En este rol, no hay título académico que valga. Yo le llamaría periodo de supervivencia anulada de reconocimiento social, porque es algo que “naturalmente” las mujeres podemos hacer y estamos destinadas a hacerlo. Dentro del matrimonio experimentamos una doble explotación, la primera la otorga el género y la segunda la maternidad: la idea infantil y romántica de ser mujer, aquella con la que crecí, se había visto modificada.

Sin embargo, las mujeres somos seres de transformación y las circunstancias nos favorecen. Así como existe el acosador, también existe aquel sujeto quien sin conocerte te regala una sonrisa, te da el paso en el auto, te auxilia cuando se poncha una llanta, te cede el asiento, te facilita la entrada a algún sitio, te ofrece un vaso de agua, te trata con amabilidad y eso, aunque debería ser para todos, lo recibe más el género femenino.

Ser mujer es un proceso del que se obtienen recompensas satisfactorias, una de ellas es la capacidad de redescubrirnos a nosotras mismas, conocer nuevas habilidades y potencialidades, trazar nuevas rutas y tratar de alcanzarlas con los compromisos a cuestas: casada y con hijos me titulé de la maestría, continué en la docencia, incursioné en la política, gané reconocimiento social por mis méritos profesionales y crecieron las oportunidades de publicar mis ideas.

Hoy me considero una mujer segura y con proyectos que no tratan de competir con el mundo masculino, jamás quise ser o parecer un hombre, no deseo ser más grande que ellos, más libre que ellos, mejor que ellos o más fuerte que ellos -salvo cuando quiero usar el taladro.

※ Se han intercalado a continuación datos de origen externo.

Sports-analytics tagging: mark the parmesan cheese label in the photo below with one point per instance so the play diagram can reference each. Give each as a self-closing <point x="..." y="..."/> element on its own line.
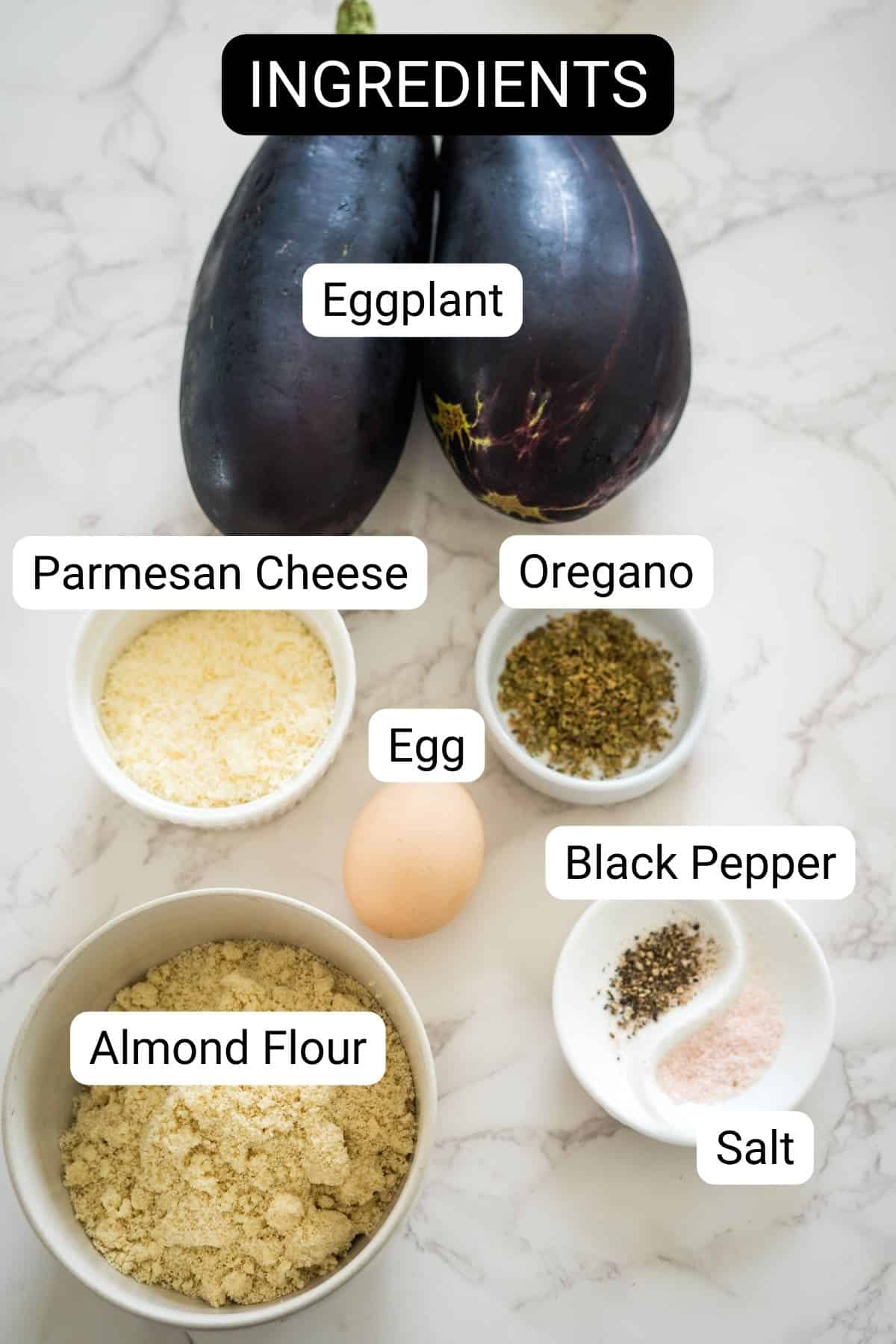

Reconozco nuestras diferencias y me alegro de vivir justo en el tiempo y en el lugar donde las mujeres votamos y participamos en la vida política del nuestro país, donde tenemos permitido pretender puestos directivos, donde podemos elegir a nuestra pareja o separarnos de ella, donde decidimos ser o no madres; me alegro de vivir en un mundo donde usar un tatuaje no te convierte en criminal y donde a pesar de las adversidades que implica ser mujer, hay espacio para todos.